On Thu, 17 Apr 2014 15:55:10 -0400, Walter Bright <newshou...@digitalmars.com> wrote:

On 4/17/2014 12:41 PM, Steven Schveighoffer wrote:
On Thu, 17 Apr 2014 14:47:00 -0400, Walter Bright <newshou...@digitalmars.com>
wrote:

On 4/17/2014 10:05 AM, Steven Schveighoffer wrote:
Obj-C only uses ARC for a minority of the objects.
Really? Every Obj-C API I've seen uses Objective-C objects, which all use RC.

And what about all allocated items?

What do you mean?

Can you call malloc() ?

Of course. And then I can wrap it in NSData or NSMutableData.

A UI is a good use case for ARC. A UI doesn't require high performance.
I've written video processing/players on iOS, they all use blocks and reference counting, including to do date/time processing per frame. All while using RC
network buffers. And it works quite smoothly.
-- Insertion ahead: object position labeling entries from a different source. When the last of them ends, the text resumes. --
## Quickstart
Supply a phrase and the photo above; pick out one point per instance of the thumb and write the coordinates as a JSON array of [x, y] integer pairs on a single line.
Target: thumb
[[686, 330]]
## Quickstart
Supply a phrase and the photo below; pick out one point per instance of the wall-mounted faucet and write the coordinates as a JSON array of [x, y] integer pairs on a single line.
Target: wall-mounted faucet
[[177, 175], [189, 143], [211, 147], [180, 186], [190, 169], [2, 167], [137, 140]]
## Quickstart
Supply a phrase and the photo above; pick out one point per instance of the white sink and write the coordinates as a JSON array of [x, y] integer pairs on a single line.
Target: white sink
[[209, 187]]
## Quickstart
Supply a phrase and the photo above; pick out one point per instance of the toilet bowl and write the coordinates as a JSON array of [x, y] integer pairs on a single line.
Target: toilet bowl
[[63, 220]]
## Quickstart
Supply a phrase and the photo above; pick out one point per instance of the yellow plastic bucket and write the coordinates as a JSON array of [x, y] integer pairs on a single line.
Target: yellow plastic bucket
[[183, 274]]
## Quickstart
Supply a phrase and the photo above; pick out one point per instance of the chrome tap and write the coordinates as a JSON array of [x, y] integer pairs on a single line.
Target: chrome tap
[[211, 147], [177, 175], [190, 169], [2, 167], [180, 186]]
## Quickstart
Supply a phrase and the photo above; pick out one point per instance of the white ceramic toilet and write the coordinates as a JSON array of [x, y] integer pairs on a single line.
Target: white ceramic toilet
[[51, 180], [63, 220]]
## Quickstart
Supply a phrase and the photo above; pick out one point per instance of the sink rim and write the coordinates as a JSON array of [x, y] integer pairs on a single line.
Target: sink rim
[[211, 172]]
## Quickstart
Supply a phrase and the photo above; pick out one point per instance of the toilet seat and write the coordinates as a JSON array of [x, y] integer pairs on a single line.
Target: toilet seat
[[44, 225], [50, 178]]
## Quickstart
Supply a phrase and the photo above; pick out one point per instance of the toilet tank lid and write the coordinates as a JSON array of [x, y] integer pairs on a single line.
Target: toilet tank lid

And did you use ref counting for all allocations and all pointers?

Yes.

You never used malloc? for anything? or stack allocated anything? or had any pointers to anything that weren't ref counted?

How did that work for printf?

I didn't exactly use printf, iOS has no console. NSLog logs to the xcode console, and that works great.

But we used FILE * plenty. And I've had no problems.

There's no doubt that ref counting can be used successfully here and there, with a competent programmer knowing when he can just convert it to a raw
pointer and use that.

The compiler treats pointers to NSObject-derived differently than pointers to
structs and raw bytes.

So there *are* regular pointers.

Of course, all C code is valid Objective-C code.

There is no need to know, you just use them like normal
pointers, and the compiler inserts the retain/release calls for you.

I know that with ARC the compiler inserts the code for you. That doesn't make it costless.

I'm not saying it's costless. I'm saying the cost is something I didn't notice performance-wise.

But my point is, pointers are pointers. I use them the same whether they are ARC pointers or normal pointers (they are even declared the same way), but the compiler treats them differently.

And remember that if you have exceptions, then all the dec code needs to be in
exception unwind handlers.

I haven't really used exceptions, but they automatically handle the reference
counting.

I know it's done automatically. But you might be horrified at what the generated code looks like.


Perhaps a reason to avoid exceptions :) I generally do anyway, even in D.